Читаем Белая тень. Жестокое милосердие полностью

Разговор со Светланой Хорол выбил Дмитрия Ивановича из равновесия. Он больше не выходил из кабинета, сел к столу, но и читать не мог — болела голова. Головные боли — его наказание. Он переутомился давно, еще работая над докторской диссертацией, и с того времени его жизнь разделилась на две полосы — когда голова болела и когда не болела. Чаще она болела. К этому приводили сотни причин — перемена погоды, нервотрепка, переутомление, лишняя рюмка, дурной сон. За последние годы судьба редко бывала милостивой к нему и посылала чистый и сладкий сон; всю ночь угнетали странные видения и бред, то кто-то убивал его, то за кем-то гнался он, — записать, вышло бы сто томов Кафки. Ходил по врачам, выпил ведра всякой мерзости — тщетно. А хуже всего, что и признаться на работе в своих муках не мог: ну какой он руководитель, если не может за полдня прочитать тридцати страниц машинописного текста! И он сидел и читал. Ежедневно. И сегодня тоже. Пока его не оторвал телефонный звонок. Дмитрий Иванович поднял трубку. Его просил к себе Денис Сергеевич Чирков — секретарь партбюро института.

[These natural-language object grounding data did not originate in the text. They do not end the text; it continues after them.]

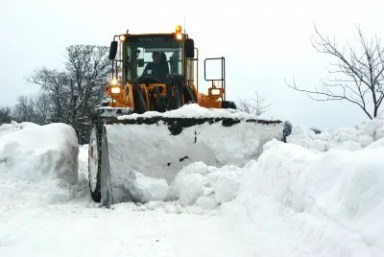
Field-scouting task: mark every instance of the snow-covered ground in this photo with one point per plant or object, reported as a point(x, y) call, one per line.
point(318, 195)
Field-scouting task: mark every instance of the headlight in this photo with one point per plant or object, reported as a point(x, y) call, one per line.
point(115, 90)
point(215, 91)
point(179, 36)
point(113, 82)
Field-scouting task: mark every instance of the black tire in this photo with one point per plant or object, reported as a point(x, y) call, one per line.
point(94, 163)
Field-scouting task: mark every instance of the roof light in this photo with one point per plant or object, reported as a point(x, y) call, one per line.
point(178, 29)
point(122, 38)
point(179, 36)
point(113, 82)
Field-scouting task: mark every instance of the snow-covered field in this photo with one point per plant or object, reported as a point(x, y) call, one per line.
point(318, 195)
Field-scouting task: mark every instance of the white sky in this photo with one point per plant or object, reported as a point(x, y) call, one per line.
point(264, 42)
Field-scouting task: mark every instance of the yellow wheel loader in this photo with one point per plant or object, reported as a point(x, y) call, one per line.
point(153, 120)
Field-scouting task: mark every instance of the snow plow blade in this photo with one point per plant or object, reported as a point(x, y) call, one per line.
point(143, 154)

Когда Дмитрий Иванович зашел в кабинет Чиркова, там уже сидел директор института Павел Андреевич Корецкий. Едва он успел поздороваться, как дверь открылась снова и через порог широко переступил Борозна. Он прищурил глаза, повел плечом — хотел поздороваться со всеми за руку, а потом кивнул и сел у приставного столика. Дмитрий Иванович сел в стороне, у стены. Пожалуй, и ему и Борозне в одно мгновение стало понятно, для чего их позвал Чирков. Денис Сергеевич Чирков — лет на пять моложе Марченко научный работник — впервые избран на должность секретаря парткома: было видно, что он не обвыкся еще за этим небольшим, застланным зеленым сукном столом и что предстоящий разговор ему неприятен. Да он этого и не скрывал. Провел ладонью по худощавому, землистого цвета лицу так, словно бы утирался или снимал невидимую паутину, сказал:

— Я даже не знаю, с чего начать. Дело такое сложное…

— Мне очень неприятно, что такое случилось, — с присущей ему прямотой, порой граничащей с невежливостью, даже с грубостью, прервал секретаря парткома Борозна. — Я готов принести Дмитрию Ивановичу самые искренние извинения. И тут, и публично…

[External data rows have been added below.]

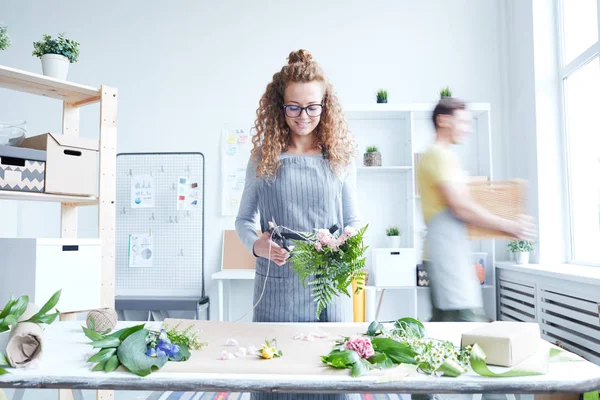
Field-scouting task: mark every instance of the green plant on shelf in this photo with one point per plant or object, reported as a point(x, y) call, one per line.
point(61, 46)
point(445, 92)
point(520, 246)
point(393, 231)
point(4, 38)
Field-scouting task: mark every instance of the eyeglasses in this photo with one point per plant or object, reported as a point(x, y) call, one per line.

— А, что там теперь все ваши извинения, — с досадой кинул на зеленое сукно карандаш Чирков. — Если бы ими можно было хоть чем-то помочь. Какой только дьявол дергал вас за язык? Ну почему вы не пришли к Дмитрию Ивановичу? Или хотя бы к Павлу Андреевичу…

— Я все понимаю, — темнея лицом, сказал Борозна. — И не могу ничего объяснить. Я не хотел зла Дмитрию Ивановичу… С того дня, как пришел в его отдел, я мозговал над проблемой предшественника АТФ. А потом прочитал статью и высказал свои мысли.

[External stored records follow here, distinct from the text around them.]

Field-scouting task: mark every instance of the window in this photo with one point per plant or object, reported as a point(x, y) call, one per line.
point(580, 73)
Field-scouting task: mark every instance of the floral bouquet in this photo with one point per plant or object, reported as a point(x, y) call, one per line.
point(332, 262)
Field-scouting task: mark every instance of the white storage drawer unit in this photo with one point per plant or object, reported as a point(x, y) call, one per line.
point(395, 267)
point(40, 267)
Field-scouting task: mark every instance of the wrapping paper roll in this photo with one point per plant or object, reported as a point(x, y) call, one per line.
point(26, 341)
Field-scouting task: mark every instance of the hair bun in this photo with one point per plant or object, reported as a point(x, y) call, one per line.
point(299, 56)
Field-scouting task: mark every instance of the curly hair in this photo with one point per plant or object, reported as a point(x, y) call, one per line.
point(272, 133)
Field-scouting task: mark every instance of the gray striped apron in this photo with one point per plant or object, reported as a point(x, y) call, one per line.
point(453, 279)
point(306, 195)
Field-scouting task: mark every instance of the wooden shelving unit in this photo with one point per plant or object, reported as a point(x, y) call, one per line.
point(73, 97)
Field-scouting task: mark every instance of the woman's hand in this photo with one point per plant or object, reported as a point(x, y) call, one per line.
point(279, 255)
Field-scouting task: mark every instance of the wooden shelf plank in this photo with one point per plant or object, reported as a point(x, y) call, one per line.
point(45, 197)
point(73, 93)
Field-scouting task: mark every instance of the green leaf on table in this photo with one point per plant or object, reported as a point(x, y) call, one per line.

— Вы не имели права высказывать свои мысли.

— Не имею пр-р-ава? — повернул в его сторону голову Борозна, и это твердое «р» прозвучало как вызов.

Никто, конечно, не знал, да и трудно было догадаться, что уверенный в себе чернобородый доктор, который четко чеканил слова, до двенадцати лет не выговаривал этой коварной для многих буквы и что этот нажим на нее означал наивысшую степень его взволнованности. И поэтому Павел Андреевич ответил с несвойственным ему административным нажимом:

— Да, не имеете права. Потому что вы один, а там — целый коллектив. Не только наука, но и отношения, атмосфера — жизнь. Миновали времена, когда один ученый мог категорично высказываться о работе другого. — Корецкий говорил известные всем истины, но говорил их так, что они и впрямь приобретали какой-то особый, большой смысл. — В те времена и работал одиночка. Архимед, Коперник, кто там еще, Герострат, миссис Фуллер. Бросила в Миссисипи несколько веточек речного гиацинта — и вся Америка воюет с ними и по сей день. Строили библиотеку тысячи людей, а сжег один…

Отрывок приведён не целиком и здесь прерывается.